As far as the ESI Act is concerned, the Second NCL report had recommended that though the legislation covers areas with a concentration of 500 or more insurable population, in several areas with even more a thousand employees, the Act had not yet been implemented as of 2002. It had also noted that the Act did not cover seasonal factories, mines and plantations, or unorganised labour or self employed workers. The Commission had estimated that out of the labour force of 393.21 million workers (as of 2001), only 8 million were covered under the ESI Act. Thus it had recommended that the wage ceiling and employment threshold be lowered, eventually removed.
With the CoSS, while lawmakers removed the concept of “areas”, it continued the threshold requirement of ‘twenty and more’ workers.
The Code on Social Security overlooks many critical suggestions of the Second NCL
In 2020, the Parliamentary Standing Committee on the Social Security Code remarked that with a higher wage threshold (of twenty or more), the EPF Act covered a much larger number of workers than the ESI Act with a lower threshold (of 10 or more). The CoSS does not include the generic term ‘worker’, instead separating employees and ‘wage workers’, which does not align this Code with others. The Second NCL had constituted a study group which had observed that the “provisions to cover persons employed on casual or on contract basis were operating largely to the disadvantage of the workers.”. These problems continue to plague the EPF administration and coverage.
The Second NCL had recommended that the tripartitely-funded unemployment insurance should preferably be implemented by the EPFO. This, it had noted, would increase its coverage significantly.

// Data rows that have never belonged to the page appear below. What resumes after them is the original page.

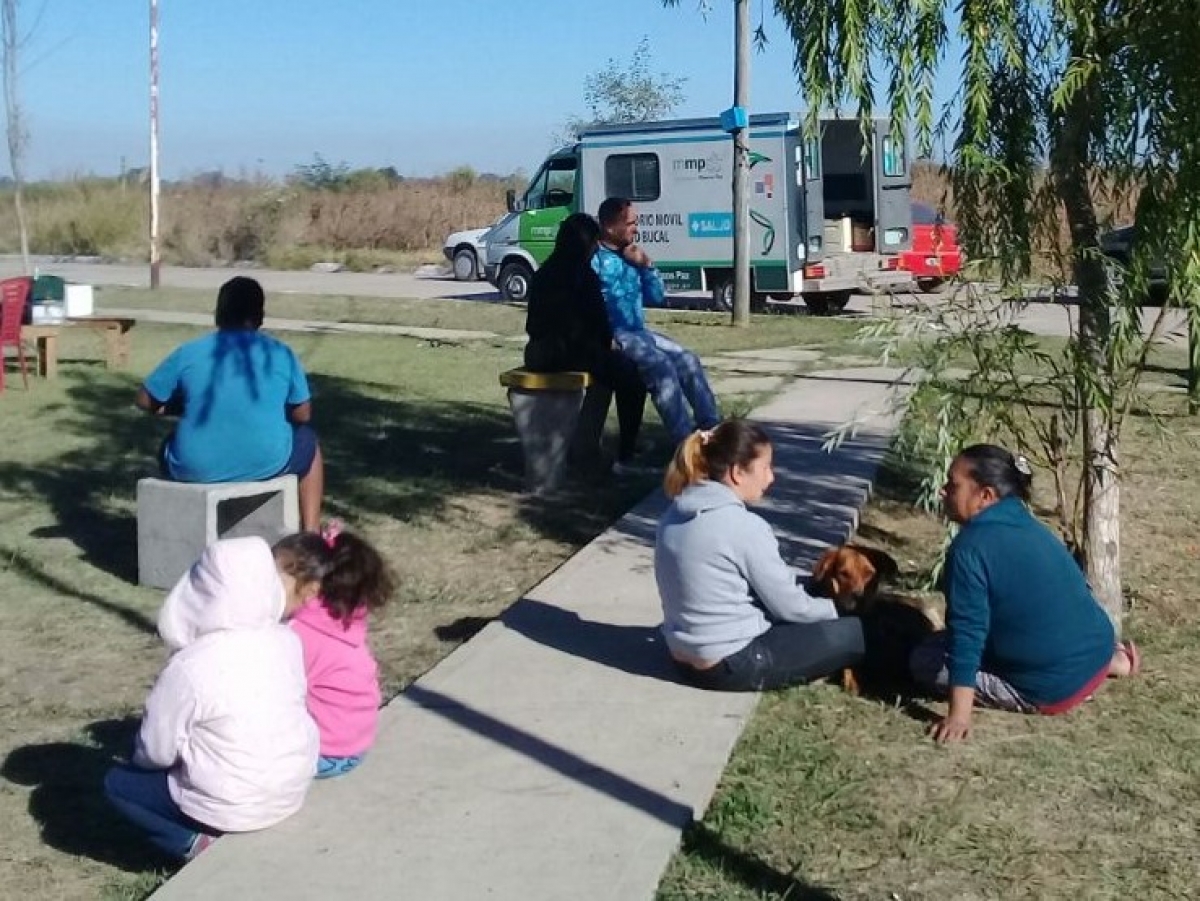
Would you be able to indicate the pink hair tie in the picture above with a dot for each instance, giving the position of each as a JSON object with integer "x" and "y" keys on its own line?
{"x": 331, "y": 530}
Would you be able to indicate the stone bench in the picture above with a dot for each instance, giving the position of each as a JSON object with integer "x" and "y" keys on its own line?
{"x": 559, "y": 419}
{"x": 177, "y": 521}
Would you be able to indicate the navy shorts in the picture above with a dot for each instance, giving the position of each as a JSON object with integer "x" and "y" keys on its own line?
{"x": 304, "y": 452}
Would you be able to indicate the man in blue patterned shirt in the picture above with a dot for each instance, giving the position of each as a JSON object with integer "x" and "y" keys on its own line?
{"x": 672, "y": 373}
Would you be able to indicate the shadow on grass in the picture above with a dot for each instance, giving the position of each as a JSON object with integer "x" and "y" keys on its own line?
{"x": 387, "y": 455}
{"x": 31, "y": 571}
{"x": 67, "y": 798}
{"x": 702, "y": 844}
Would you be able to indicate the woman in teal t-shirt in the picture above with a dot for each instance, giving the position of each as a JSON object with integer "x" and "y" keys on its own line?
{"x": 243, "y": 402}
{"x": 1024, "y": 631}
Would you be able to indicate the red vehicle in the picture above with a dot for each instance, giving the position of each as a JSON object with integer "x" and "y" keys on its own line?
{"x": 935, "y": 256}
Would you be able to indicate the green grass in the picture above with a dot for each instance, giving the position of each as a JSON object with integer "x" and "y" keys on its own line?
{"x": 834, "y": 797}
{"x": 423, "y": 460}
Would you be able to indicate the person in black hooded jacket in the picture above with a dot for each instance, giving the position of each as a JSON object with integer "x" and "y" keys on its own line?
{"x": 569, "y": 330}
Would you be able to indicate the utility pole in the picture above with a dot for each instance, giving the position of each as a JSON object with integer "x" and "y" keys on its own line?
{"x": 154, "y": 144}
{"x": 742, "y": 166}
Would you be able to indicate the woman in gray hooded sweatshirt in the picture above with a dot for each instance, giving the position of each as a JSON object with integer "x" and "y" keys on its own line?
{"x": 733, "y": 613}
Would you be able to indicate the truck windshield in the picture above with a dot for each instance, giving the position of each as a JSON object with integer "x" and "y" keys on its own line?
{"x": 553, "y": 185}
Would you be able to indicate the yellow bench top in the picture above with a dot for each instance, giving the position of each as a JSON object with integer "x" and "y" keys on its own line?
{"x": 528, "y": 380}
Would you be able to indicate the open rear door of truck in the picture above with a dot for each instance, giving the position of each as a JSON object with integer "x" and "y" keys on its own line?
{"x": 893, "y": 187}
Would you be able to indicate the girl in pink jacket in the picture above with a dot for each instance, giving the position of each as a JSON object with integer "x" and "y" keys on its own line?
{"x": 226, "y": 743}
{"x": 339, "y": 577}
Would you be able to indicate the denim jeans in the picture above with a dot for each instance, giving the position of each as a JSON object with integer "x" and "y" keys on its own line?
{"x": 143, "y": 798}
{"x": 786, "y": 654}
{"x": 675, "y": 379}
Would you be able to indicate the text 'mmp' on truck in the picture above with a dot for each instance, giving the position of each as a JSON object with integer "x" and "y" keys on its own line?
{"x": 826, "y": 218}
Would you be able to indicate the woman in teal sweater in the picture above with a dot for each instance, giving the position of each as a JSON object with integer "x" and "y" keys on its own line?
{"x": 1024, "y": 631}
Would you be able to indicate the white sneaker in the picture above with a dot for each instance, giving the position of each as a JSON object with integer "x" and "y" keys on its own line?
{"x": 621, "y": 469}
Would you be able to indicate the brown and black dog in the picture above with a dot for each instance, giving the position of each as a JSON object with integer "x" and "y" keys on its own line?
{"x": 851, "y": 576}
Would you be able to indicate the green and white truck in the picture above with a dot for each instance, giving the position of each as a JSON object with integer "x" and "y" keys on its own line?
{"x": 828, "y": 216}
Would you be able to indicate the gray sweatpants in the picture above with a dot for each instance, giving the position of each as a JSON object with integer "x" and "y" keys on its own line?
{"x": 929, "y": 667}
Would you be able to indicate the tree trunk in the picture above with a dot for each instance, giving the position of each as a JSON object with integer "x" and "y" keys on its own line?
{"x": 1069, "y": 163}
{"x": 15, "y": 120}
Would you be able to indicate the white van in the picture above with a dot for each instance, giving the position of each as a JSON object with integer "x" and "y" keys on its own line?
{"x": 828, "y": 216}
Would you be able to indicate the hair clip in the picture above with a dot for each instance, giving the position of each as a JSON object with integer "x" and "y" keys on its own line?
{"x": 331, "y": 530}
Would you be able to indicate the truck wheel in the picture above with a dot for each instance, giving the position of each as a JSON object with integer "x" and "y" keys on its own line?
{"x": 827, "y": 302}
{"x": 465, "y": 269}
{"x": 514, "y": 281}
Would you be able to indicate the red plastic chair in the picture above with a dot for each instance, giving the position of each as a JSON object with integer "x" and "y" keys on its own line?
{"x": 13, "y": 299}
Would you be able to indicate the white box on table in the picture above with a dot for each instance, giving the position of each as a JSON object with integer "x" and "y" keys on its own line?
{"x": 79, "y": 300}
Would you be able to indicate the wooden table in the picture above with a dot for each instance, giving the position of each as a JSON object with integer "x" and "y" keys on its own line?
{"x": 46, "y": 338}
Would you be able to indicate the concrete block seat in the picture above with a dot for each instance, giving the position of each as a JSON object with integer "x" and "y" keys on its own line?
{"x": 559, "y": 419}
{"x": 177, "y": 521}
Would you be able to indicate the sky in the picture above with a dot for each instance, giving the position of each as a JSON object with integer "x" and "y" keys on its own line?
{"x": 263, "y": 85}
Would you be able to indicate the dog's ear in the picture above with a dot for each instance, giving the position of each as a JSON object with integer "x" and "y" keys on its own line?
{"x": 825, "y": 578}
{"x": 885, "y": 565}
{"x": 857, "y": 569}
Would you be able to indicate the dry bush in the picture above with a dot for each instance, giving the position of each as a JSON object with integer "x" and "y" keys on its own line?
{"x": 1051, "y": 256}
{"x": 222, "y": 221}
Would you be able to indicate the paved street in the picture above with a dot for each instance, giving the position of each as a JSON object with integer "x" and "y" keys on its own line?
{"x": 1039, "y": 317}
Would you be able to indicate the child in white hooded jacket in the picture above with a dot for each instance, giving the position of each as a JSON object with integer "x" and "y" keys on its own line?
{"x": 226, "y": 743}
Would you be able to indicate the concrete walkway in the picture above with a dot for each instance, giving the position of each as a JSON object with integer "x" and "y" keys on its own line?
{"x": 555, "y": 756}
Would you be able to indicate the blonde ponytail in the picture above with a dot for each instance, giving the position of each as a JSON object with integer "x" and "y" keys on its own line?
{"x": 712, "y": 454}
{"x": 688, "y": 466}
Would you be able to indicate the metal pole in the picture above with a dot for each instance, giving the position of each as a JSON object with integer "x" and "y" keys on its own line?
{"x": 1194, "y": 356}
{"x": 742, "y": 167}
{"x": 154, "y": 144}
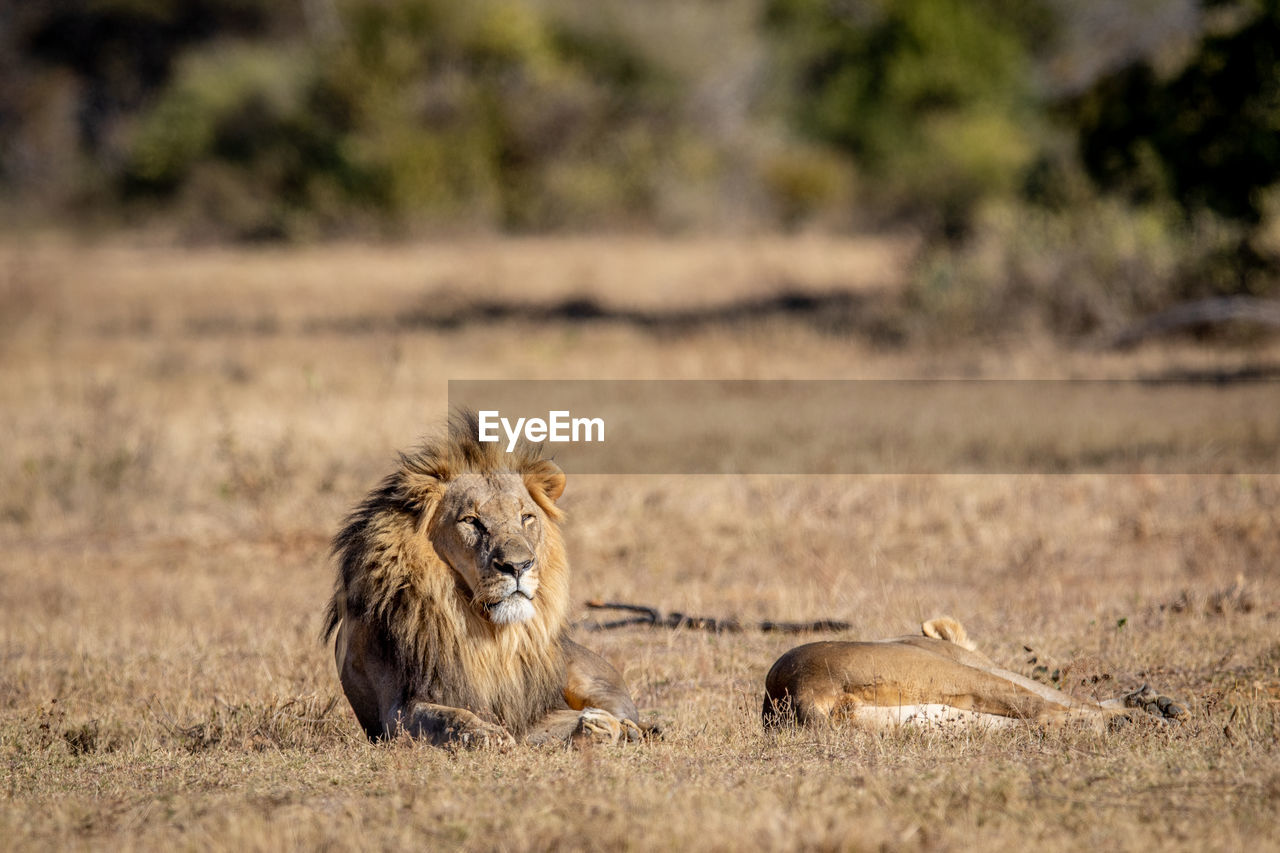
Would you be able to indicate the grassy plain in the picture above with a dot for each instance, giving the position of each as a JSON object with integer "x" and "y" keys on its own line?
{"x": 184, "y": 430}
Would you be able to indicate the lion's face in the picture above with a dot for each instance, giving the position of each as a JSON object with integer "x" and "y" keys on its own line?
{"x": 490, "y": 530}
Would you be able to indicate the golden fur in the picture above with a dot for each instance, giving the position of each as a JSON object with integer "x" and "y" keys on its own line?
{"x": 434, "y": 635}
{"x": 937, "y": 676}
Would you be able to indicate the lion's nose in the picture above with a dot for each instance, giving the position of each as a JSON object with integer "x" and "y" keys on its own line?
{"x": 513, "y": 568}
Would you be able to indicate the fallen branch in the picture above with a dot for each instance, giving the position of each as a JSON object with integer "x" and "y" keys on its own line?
{"x": 654, "y": 617}
{"x": 1223, "y": 309}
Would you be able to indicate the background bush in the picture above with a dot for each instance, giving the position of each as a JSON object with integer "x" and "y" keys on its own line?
{"x": 1075, "y": 163}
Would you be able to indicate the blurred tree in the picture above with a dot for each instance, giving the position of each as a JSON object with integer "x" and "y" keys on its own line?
{"x": 1210, "y": 136}
{"x": 935, "y": 99}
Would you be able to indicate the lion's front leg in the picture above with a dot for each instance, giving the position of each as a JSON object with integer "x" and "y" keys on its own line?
{"x": 447, "y": 726}
{"x": 589, "y": 725}
{"x": 593, "y": 683}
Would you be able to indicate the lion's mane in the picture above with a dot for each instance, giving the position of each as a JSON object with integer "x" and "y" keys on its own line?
{"x": 392, "y": 579}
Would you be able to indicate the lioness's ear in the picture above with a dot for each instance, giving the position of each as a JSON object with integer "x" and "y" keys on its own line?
{"x": 545, "y": 478}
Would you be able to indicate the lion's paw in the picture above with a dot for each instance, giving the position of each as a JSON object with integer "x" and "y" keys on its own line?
{"x": 1161, "y": 707}
{"x": 484, "y": 735}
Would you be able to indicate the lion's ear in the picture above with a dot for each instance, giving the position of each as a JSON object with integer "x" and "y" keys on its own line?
{"x": 420, "y": 491}
{"x": 545, "y": 478}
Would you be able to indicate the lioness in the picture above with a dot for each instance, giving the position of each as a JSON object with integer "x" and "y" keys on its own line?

Today, two unemployment insurance schemes operate under the ESIC - the Rajiv Gandhi Shramik Kalyan Yojana (since 2005) and the Atal Beemit Vyakti Kalyan Yojana on a pilot basis from 2018. But there are few takers for the same.
The 2002 report of the Second NCL had noted that an unemployment insurance scheme financed by a tripartite contribution should be implemented through the EPFO to all establishments and all workers covered under the EPF Act.
The thresholds of the components of social security have been shifted to the Schedule (The First Schedule) and they may be amended by the appropriate government through notification. This is a clear departure from the convention. I have pointed out previously how the new laws have weakened the core labour clauses, leaving many procedural and substantive matters to the notification process. It is clear that legal power has shifted from the Parliament and state assemblies to the political executive.
The First Schedule of the CoSS notes that maternity benefit provisions apply to every establishment being a factory, mine, plantation, shop or establishment in which ten or more were employed . In 2002, the Second NCL had observed:
“There are many other classes of establishments where women are being employed increasingly, to which the Maternity Benefit Act is not applicable. We recommend that those classes may be brought within the scope of the Act. There are many women workers who are not covered by the Act such as building and construction, aviation, transport and communications, Trade and commerce, the Services Sector, namely Educational and scientific services, legal services, business services, community services, recreation services, personnel services, etc.. They should be covered following the National Industrial Classification.”.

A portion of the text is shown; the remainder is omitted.